The temporary strengthening of the naira in early August and the subsequent weakening can be attributed to intermittent supply fluctuations.
Despite Naira’s recent high volatility, none of the fundamental Macro indicators has shifted in Naira’s favour.
A cursory examination of the data reveals a significant decline in dollar supply from roughly $383 million traded on July 19th, 2022, to around $59 million traded on July 29th, 2022, indicating significant forex scarcity in the official market.
The data also shows that when forex turnover was at its peak, the Naira traded at about N630/$, but after the dollar supply deficit persisted, the Naira plummeted to its lowest at around N720/$ on July 29, 2022.
The data also reveals that the Naira began to strengthen in the parallel market as the official markets’ turnover of foreign exchange rose. It is therefore evident that the Black market pricing is strongly influenced by the amount of foreign exchange available in the official market.
The amount of foreign exchange traded decreased slightly by 1.75% to $113.64 million on Tuesday, August 9, 2022, from $115.67 million on Monday, August 8, 2022. Due to the decline in supply, the Naira lost some of its value and closed at N675/$1, a 1.5% fall from the N665/$1 recorded in the previous trade.
Given the data explored above, it is safe to say that the depreciation of the Naira in the black market is likely to continue; if the Central Bank of Nigeria doesn’t maintain a sufficient supply of dollars in the official window the Naira would crash further to the N700/$ region.
Kalu Aja, a Financial Literacy expert with a large following on Twitter stated that the movement of the Naira is a supply issue as core Macroeconomic fundamentals haven’t changed.

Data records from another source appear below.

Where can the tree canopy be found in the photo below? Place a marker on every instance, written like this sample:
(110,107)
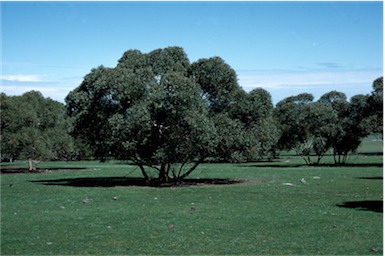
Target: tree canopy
(160,111)
(34,127)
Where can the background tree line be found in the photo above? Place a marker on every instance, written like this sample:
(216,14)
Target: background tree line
(163,112)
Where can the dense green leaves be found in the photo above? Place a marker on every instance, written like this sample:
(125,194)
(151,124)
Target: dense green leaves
(160,111)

He said, “More supply is causing the price to deviate slightly. I don’t believe the appreciation is due to any change in macroeconomics; it’s a supply issue, and new supply has entered the market, causing the price to moderate slightly.”

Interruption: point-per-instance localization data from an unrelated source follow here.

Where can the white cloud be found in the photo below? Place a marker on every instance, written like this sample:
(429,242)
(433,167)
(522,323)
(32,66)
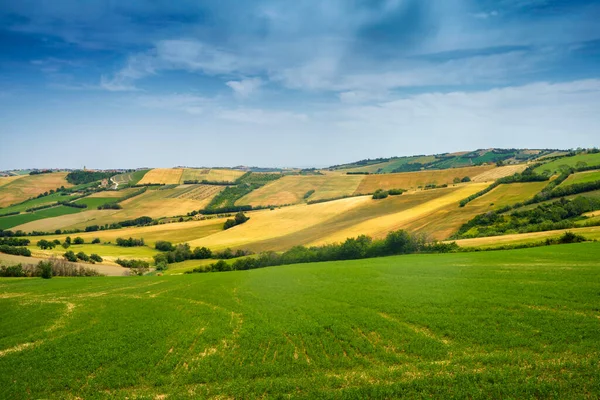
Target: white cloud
(245,87)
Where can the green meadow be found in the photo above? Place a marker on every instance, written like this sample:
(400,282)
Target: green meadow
(507,324)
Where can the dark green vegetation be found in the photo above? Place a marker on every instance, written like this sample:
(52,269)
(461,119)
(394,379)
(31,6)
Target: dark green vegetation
(561,214)
(511,324)
(82,177)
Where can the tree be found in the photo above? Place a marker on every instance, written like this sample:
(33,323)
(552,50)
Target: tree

He went on to say that Nigeria’s currency crisis would be resolved if we could enhance the supply of dollars into the economy.
“We have to export more so we can earn dollars as you are aware crude oil prices are up but Nigeria’s production is down. Not just export crude oil but non-oil exports,“ he added.
He also emphasized that Nigeria requires more remittances. “The CBN’s policies, capital controls, and the fixing of the naira at a very high rate are not encouraging,” he remarked.
“We need to do fewer imports so that we can stop importing PMS, which will relieve pressure on the currency. It will assist the naira in finding its level,” he continued.
Dr Romanus Osabohien, Lecturer at the Department of Economics, Covenant University, Ota stated that “low production, high consumption of foreign products above local goods, CBN inefficiency, interest rate differentials and political instability” serve as fuel to the burning Naira.
He further commented, “with the right policies such as an increase in the production of local commodities, we may expect a rise in the value of the naira. On the other hand, without these policies, we may expect worse in terms of the value of the naira.”